S2 carte grise : places debout et véhicules concernés
Le champ S2 indique le nombre de places debout autorisées dans le véhicule. Pour la grande majorité des voitures particulières, cette case reste vide ou affiche zéro. Elle ne concerne que les véhicules dont la conception prévoit le transport de passagers debout : bus urbains, autocars de certaines catégories, navettes.
Quand S2 affiche une valeur, elle s’ajoute au chiffre de S1 pour déterminer la capacité totale du véhicule. Un bus avec 30 en S1 et 20 en S2 peut transporter 50 personnes au total. Cette donnée conditionne la catégorie de permis nécessaire pour conduire le véhicule, mais aussi les obligations en matière de sécurité (issues de secours, barres de maintien).
Modifier le nombre de places sur sa carte grise : la procédure RTI
Ajouter ou supprimer des sièges dans un véhicule ne relève pas d’un simple bricolage. La réglementation encadre strictement toute évolution du nombre de places inscrit en S1 ou S2.
La démarche passe par plusieurs étapes obligatoires :
- Obtenir une attestation du constructeur ou du carrossier agréé confirmant que la modification est compatible avec le véhicule.
- Faire réaliser un procès-verbal de Réception à Titre Isolé (RTI) par la DREAL, qui vérifie la conformité technique de l’aménagement.
- Déposer une demande de mise à jour du certificat d’immatriculation sur le site de l’ANTS, en joignant le PV de RTI.
Cette procédure concerne autant l’ajout de sièges dans un utilitaire transformé en véhicule de loisirs que le retrait de places pour passer en Deriv-VP. Le délai légal pour déclarer la modification est d’un mois après la réalisation des travaux.
Les retours terrain divergent sur la durée effective du processus. Le passage en DREAL peut prendre plusieurs semaines selon les régions, et l’obtention du nouveau certificat via l’ANTS ajoute un délai supplémentaire variable.
Conséquences concrètes d’une erreur sur les champs S1 ou S2
Un écart entre le nombre réel de places et celui inscrit sur la carte grise expose à plusieurs risques. Lors d’un contrôle routier, la non-concordance entre l’aménagement intérieur et le champ S1 peut entraîner une verbalisation. En cas d’accident, l’assureur peut invoquer une non-conformité du véhicule pour refuser ou réduire l’indemnisation.
Le sujet se pose fréquemment pour les camping-cars et fourgons aménagés. Un propriétaire qui installe une banquette convertible sans passer par la RTI roule avec un véhicule dont la carte grise ne reflète pas la réalité. Le contrôle technique peut relever l’anomalie, mais c’est surtout en situation de sinistre que les conséquences financières deviennent lourdes.

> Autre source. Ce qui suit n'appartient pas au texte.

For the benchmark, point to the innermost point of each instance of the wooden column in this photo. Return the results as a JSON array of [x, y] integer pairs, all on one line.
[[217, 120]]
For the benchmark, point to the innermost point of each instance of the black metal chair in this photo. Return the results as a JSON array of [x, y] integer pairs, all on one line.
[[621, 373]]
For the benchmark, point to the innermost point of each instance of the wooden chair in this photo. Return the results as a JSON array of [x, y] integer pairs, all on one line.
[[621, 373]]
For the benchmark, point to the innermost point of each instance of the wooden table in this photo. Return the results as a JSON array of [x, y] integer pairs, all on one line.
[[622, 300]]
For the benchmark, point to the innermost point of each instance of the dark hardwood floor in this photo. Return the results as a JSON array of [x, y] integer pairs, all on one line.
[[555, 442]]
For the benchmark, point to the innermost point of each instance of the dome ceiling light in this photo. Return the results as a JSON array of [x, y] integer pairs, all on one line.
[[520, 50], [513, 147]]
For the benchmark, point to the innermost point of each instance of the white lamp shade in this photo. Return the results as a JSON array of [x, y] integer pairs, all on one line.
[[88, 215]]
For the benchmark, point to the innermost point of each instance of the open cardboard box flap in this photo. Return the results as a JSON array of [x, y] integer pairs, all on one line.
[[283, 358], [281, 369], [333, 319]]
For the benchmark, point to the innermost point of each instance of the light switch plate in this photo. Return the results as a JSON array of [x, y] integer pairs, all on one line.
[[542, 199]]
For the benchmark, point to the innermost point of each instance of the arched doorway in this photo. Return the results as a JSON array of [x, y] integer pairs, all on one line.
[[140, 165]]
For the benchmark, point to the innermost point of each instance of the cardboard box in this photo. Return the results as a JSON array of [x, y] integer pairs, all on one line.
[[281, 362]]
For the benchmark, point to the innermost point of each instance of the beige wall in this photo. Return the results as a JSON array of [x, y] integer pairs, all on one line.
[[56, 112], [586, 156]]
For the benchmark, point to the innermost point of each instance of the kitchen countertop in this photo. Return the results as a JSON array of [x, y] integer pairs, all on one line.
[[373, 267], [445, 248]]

Cas particulier des utilitaires dérivés VP
La mention Deriv-VP, visible au champ J3 de la carte grise, désigne un véhicule particulier dont la partie arrière a été aménagée en espace utilitaire sans places assises. Le champ S1 passe alors à 2 places. Cette transformation modifie la fiscalité applicable (taxe sur les véhicules de société, malus écologique) et doit impérativement figurer sur le certificat d’immatriculation.
Certificat d’immatriculation numérique et consultation des champs S1, S2
Depuis le 30 juin 2025, le certificat d’immatriculation est disponible en version numérique dans l’application France Identité. Les champs S1 et S2, comme l’ensemble des informations du document, peuvent être consultés directement sur smartphone sans support papier.
Cette dématérialisation ne modifie pas les obligations déclaratives. Toute modification du nombre de places nécessite toujours la procédure RTI et la mise à jour via l’ANTS. En revanche, elle facilite la vérification rapide des caractéristiques techniques lors d’une vente ou d’un contrôle.
Pour un propriétaire de véhicule particulier, les champs S1 et S2 restent des données stables qui ne bougent jamais au cours de la vie du véhicule. Le sujet devient sensible uniquement en cas de transformation, de revente d’un véhicule modifié, ou d’utilisation professionnelle impliquant du transport de personnes. Vérifier la concordance entre l’aménagement réel et les valeurs inscrites sur le certificat reste le réflexe le plus sûr avant toute démarche administrative ou changement d’usage.